VIENNA (AFP) – A top EU official on Friday said that Italy’s budget plans were going in the right direction despite calls for a major spending boost by the anti-establishment government in Rome.
Italy has become becoming a major concern for eurozone finance ministers who met in Vienna for the first time since Greece, their previous worry, ended its bailout programme in August.
Rome’s debt currently stands at a towering 132 per cent of gross domestic product (GDP), making Italy’s the second largest debt ratio in the eurozone after Greece.
But the anti-EU government in Rome, which brings together the far-right League party and the anti-establishment Five-Star Movement, is under pressure to meet electoral pledges and boost spending instead of slashing its deficit, as promised by the previous government.
“Minister (Giovanni) Tria assured me that currently the budget which is under preparation foresees improvement on the structural balance of Italy’s budget,” Vice President of the European Commission Valdis Dombrovskis told a news conference.
“This clearly is a commitment which goes into right direction,” he added after meeting Tria on the sidelines of the talks in Austria.
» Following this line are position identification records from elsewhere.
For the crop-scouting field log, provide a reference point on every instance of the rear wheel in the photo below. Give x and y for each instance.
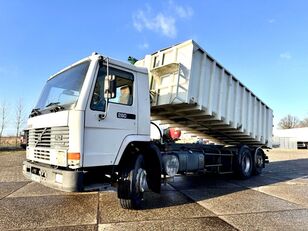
(132, 184)
(258, 162)
(245, 163)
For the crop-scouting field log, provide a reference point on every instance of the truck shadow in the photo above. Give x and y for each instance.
(180, 190)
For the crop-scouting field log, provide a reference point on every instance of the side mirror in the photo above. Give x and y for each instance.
(110, 87)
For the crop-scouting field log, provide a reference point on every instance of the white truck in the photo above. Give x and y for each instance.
(93, 119)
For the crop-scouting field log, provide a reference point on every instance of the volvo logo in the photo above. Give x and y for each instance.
(39, 139)
(58, 137)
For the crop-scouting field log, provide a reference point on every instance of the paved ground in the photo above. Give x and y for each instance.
(276, 200)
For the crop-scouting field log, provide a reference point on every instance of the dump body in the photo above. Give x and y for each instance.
(191, 90)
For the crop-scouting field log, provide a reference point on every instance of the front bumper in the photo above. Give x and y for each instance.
(65, 180)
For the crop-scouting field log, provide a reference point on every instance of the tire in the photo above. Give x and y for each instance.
(132, 183)
(245, 163)
(258, 164)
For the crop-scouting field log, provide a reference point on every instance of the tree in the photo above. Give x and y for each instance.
(288, 122)
(3, 117)
(304, 123)
(20, 118)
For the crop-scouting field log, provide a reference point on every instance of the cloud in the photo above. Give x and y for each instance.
(144, 45)
(272, 20)
(161, 22)
(285, 55)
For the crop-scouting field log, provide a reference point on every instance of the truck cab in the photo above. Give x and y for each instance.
(75, 128)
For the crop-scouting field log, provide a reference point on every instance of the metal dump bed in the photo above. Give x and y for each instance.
(192, 91)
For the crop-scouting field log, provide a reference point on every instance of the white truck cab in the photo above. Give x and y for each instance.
(93, 120)
(73, 128)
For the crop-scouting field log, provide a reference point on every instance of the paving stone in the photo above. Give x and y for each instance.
(281, 220)
(205, 223)
(48, 211)
(7, 188)
(167, 205)
(234, 201)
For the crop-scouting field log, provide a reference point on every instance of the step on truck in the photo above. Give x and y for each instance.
(93, 122)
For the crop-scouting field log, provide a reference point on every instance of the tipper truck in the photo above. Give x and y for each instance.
(94, 118)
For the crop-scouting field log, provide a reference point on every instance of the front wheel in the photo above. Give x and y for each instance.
(132, 184)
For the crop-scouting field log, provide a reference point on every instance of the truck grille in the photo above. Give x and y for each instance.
(42, 155)
(48, 138)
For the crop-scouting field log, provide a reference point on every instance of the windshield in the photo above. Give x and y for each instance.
(64, 88)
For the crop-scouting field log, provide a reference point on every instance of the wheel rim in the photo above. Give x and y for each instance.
(259, 160)
(141, 181)
(246, 164)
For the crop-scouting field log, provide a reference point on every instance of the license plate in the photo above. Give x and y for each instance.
(35, 178)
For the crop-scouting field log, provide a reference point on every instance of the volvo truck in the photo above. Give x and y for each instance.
(93, 121)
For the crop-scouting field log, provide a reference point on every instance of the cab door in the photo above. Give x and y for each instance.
(104, 136)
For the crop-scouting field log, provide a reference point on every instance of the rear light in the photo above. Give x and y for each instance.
(73, 156)
(73, 160)
(172, 133)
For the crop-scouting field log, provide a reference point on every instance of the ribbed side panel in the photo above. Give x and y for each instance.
(211, 102)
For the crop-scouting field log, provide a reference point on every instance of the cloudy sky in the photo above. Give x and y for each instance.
(263, 43)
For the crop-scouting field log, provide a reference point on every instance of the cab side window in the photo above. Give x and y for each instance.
(124, 93)
(124, 89)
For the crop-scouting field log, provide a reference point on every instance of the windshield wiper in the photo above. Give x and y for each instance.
(56, 107)
(35, 112)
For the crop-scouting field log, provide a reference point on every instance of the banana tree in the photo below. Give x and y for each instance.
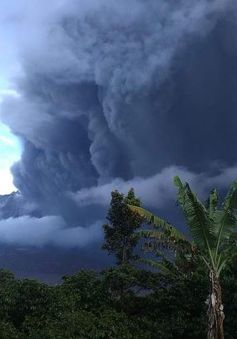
(213, 229)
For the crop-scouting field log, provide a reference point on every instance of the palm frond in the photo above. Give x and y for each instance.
(212, 202)
(200, 225)
(169, 230)
(166, 268)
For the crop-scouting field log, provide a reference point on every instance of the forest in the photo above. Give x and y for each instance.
(164, 283)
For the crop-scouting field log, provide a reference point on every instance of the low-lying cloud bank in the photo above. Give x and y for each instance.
(48, 230)
(115, 94)
(158, 190)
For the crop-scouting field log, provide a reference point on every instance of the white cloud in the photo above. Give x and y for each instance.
(6, 182)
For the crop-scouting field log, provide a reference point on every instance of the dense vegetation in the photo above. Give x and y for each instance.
(128, 300)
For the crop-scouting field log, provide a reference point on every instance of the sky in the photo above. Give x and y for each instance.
(99, 95)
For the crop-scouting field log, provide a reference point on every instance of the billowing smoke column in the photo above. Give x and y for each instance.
(117, 94)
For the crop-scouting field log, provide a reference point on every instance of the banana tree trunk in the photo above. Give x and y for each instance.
(215, 309)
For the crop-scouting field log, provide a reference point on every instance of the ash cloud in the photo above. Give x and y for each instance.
(112, 95)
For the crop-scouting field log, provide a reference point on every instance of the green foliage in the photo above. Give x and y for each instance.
(212, 227)
(122, 223)
(127, 301)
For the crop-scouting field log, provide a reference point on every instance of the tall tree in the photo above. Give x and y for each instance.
(213, 229)
(120, 238)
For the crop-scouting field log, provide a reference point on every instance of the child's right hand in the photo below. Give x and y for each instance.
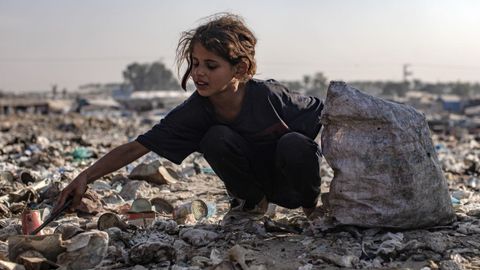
(74, 190)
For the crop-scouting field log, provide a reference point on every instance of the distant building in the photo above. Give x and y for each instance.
(150, 100)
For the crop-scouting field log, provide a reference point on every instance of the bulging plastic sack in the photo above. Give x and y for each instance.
(386, 171)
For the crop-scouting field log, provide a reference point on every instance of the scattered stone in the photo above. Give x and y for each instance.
(152, 172)
(84, 251)
(152, 252)
(198, 237)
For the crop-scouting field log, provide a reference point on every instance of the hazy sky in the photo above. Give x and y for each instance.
(70, 43)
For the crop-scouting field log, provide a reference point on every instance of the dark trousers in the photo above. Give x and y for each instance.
(287, 172)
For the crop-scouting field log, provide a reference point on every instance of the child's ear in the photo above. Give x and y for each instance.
(241, 70)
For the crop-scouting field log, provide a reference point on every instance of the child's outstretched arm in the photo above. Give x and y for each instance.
(112, 161)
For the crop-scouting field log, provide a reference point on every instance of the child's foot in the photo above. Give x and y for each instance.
(238, 212)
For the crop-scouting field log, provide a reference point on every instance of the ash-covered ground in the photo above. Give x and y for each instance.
(39, 155)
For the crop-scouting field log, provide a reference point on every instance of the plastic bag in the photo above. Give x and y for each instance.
(386, 171)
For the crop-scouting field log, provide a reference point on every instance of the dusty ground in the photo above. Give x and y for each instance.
(45, 147)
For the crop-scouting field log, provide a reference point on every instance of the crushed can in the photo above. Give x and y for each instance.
(31, 219)
(197, 208)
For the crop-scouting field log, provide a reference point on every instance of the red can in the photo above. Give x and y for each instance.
(30, 221)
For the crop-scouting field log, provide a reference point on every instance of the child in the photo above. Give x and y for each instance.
(256, 135)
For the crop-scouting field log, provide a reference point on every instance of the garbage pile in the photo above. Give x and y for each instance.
(154, 214)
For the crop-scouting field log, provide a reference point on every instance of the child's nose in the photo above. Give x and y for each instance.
(199, 71)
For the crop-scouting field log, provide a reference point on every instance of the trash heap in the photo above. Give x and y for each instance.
(154, 214)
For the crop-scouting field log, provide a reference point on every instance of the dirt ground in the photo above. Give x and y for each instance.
(55, 148)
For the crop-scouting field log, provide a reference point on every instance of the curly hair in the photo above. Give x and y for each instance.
(224, 34)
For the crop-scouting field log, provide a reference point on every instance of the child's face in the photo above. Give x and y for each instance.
(211, 74)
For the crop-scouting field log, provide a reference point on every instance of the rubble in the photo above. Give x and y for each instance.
(43, 147)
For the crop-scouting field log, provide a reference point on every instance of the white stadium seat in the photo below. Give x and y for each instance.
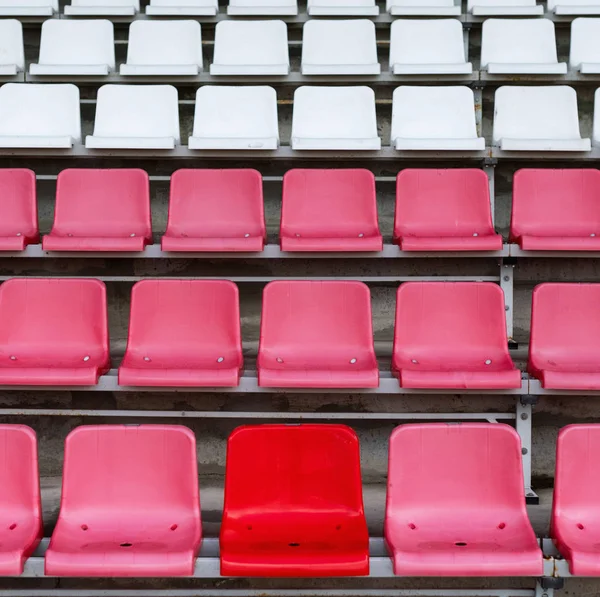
(428, 47)
(336, 118)
(72, 47)
(332, 47)
(44, 116)
(167, 48)
(537, 119)
(342, 8)
(585, 49)
(235, 118)
(90, 8)
(191, 8)
(434, 118)
(12, 55)
(135, 117)
(520, 46)
(504, 8)
(423, 8)
(262, 7)
(251, 48)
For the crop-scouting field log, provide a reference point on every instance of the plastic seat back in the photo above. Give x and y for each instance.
(101, 210)
(293, 503)
(164, 48)
(18, 209)
(20, 501)
(215, 210)
(42, 115)
(556, 209)
(71, 47)
(444, 210)
(329, 210)
(565, 324)
(317, 334)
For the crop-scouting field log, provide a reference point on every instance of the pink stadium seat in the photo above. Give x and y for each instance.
(18, 209)
(565, 326)
(317, 334)
(101, 210)
(183, 333)
(20, 505)
(293, 503)
(556, 210)
(575, 525)
(53, 332)
(444, 210)
(452, 335)
(456, 502)
(129, 503)
(329, 210)
(215, 210)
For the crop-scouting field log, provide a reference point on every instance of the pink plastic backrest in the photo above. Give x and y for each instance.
(53, 322)
(445, 324)
(188, 322)
(216, 203)
(312, 323)
(558, 202)
(446, 202)
(109, 203)
(329, 203)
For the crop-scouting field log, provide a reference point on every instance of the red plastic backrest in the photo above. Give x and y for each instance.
(53, 322)
(446, 468)
(556, 202)
(108, 203)
(18, 207)
(216, 203)
(137, 472)
(449, 323)
(444, 202)
(565, 323)
(193, 322)
(329, 203)
(316, 322)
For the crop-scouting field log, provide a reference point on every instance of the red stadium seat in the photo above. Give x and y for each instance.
(215, 210)
(293, 503)
(575, 526)
(129, 503)
(20, 505)
(101, 210)
(444, 210)
(452, 335)
(317, 335)
(183, 333)
(53, 332)
(565, 326)
(456, 502)
(18, 209)
(556, 210)
(329, 210)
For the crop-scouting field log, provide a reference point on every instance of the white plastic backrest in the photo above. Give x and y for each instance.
(433, 113)
(251, 44)
(335, 113)
(339, 43)
(518, 41)
(32, 110)
(137, 111)
(427, 41)
(11, 46)
(548, 112)
(74, 42)
(224, 112)
(165, 43)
The fragile state of Italy’s economy has reawakened memories of the debt crisis amid dangers that Italy could face punitive measures by its EU partners if it insisted on breaking bloc rules on running excessive deficits and high debt.
“I expect and hope that Italy will, in the next few days too, present an appropriate and sensible proposal for the 2019 budget,” said Finance Minister from Austria Hartwig Loger. Austria holds the EU’s rotating presidency.
“If Italy should … come up with another proposal, I assume that the European Union will provide a suitable response,” he said.